Comparison with other encodings[edit]

The comment appears to indicate that ISO-2022 is not useful except with 7-bit displays. Since both GL and GR are mapped, it applies to 8-bit and 7-bit displays (with the latter requiring extra effort on the part of the application developer). Tedickey (talk) 22:15, 25 July 2009 (UTC)

The comment regarding disadvantages is also misleading, since (applying to cut/paste - apparently), it ignores the actual terminal implementations which may pass selections around as UTF-8. Tedickey (talk) 22:18, 25 July 2009 (UTC)

If a text processor needs random access to the character data, it basically has two options:
  • Normalize the text by repeating the current shift code before every character,
  • Convert everything to UTF-8 — but then why not use UTF-8 in the first place?
Both methods are unwieldy enough to be regarded as a disadvantage.
--Yecril (talk) 13:38, 25 September 2009 (UTC)

"Display" is the wrong word; "system" is slightly better. IIRC, the typical PC console driver is 9-bit (512 glyphs can be used at a time, or so) plus 8 bits of colour (4 background, 4 foreground) plus a few bits for bold/underline/blink, plus some more stuff I've forgotten.

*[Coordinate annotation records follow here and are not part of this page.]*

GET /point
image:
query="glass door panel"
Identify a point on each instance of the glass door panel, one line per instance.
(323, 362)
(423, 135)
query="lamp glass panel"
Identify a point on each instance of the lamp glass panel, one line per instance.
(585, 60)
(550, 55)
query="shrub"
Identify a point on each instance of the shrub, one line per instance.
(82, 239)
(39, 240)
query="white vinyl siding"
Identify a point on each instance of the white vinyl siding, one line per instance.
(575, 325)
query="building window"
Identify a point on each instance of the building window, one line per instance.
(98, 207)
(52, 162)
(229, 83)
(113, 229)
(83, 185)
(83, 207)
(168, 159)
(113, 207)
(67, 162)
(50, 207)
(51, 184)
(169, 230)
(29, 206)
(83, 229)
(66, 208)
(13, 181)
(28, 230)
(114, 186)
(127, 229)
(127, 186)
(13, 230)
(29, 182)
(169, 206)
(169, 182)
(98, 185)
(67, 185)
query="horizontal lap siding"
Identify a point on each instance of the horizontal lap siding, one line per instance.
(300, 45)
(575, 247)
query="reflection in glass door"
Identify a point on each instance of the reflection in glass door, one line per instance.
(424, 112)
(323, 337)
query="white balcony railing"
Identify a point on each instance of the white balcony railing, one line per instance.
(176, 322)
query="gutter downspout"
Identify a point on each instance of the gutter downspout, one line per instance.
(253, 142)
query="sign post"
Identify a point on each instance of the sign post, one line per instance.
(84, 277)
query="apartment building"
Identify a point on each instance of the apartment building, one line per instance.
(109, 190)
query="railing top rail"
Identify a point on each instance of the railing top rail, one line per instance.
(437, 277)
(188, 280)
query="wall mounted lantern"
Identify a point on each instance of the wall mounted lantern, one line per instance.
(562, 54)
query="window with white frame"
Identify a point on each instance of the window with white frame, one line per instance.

  • ISO-2022-JP is presumably useful over a 7-bit transports (traditional SMTP comes to mind). In fact, all the examples listed in "ISO 2022 character sets" appear to be 7-bit.
  • You can always convert generic 8-bit ISO 2022 text (i.e. text that uses GR) into equivalent 7-bit ISO 2022 text by inserting the appropriate control codes and using GL instead. I don't think anyone uses plain ISO 2022, but this may be an advantage. I'm ignoring C1 control codes and DOCS.
  • It's actually easier for a developer to use only the 7-bit range because there's less choice (I have GL mapped to G0 and GR mapped to G1, and now I need a character from G2. What do I do?).
Optimise ...
  • "Actual terminal implementations" — which ones? Why specifically terminals? And no, it's about text processing, not copy/paste (which is simple):
    • A perl script is parsing text. It reads the next byte, which is an "e". But what shift state am I in? Which character is that? How do I represent a "character"? Some bytes need to be accompanied by a shift state, a character number needs to be accompanied by a charset number, and control codes are a right pain...
    • Your mail client is searching for some text ("Hello world!"). But wait — it might be in GL or GR. It might have random shift codes in the middle. Sigh.
  • Any text encoding which has support for arbitrary future extensions (ESC % / in particular) is broken — it's practically impossible to write an implementation that will fail gracefully when, for example, you switch to EBCDIC. And what's "use ESC % @ to return"? Is that the relevant bytes in EBCDIC or ASCII?
ISO 2022/ECMA-35 is defined in terms of bit patterns so it's 0x1B 0x25 0x40 whatever the character set (talk) 21:58, 3 October 2011 (UTC)
  • How nice of them to support "private use F bytes". Suddenly, there's a an unknown blob in your string, and you can't even let the user select inside it because you don't know where the character boundaries are. And how are you supposed to compare two private-use blobs for equality?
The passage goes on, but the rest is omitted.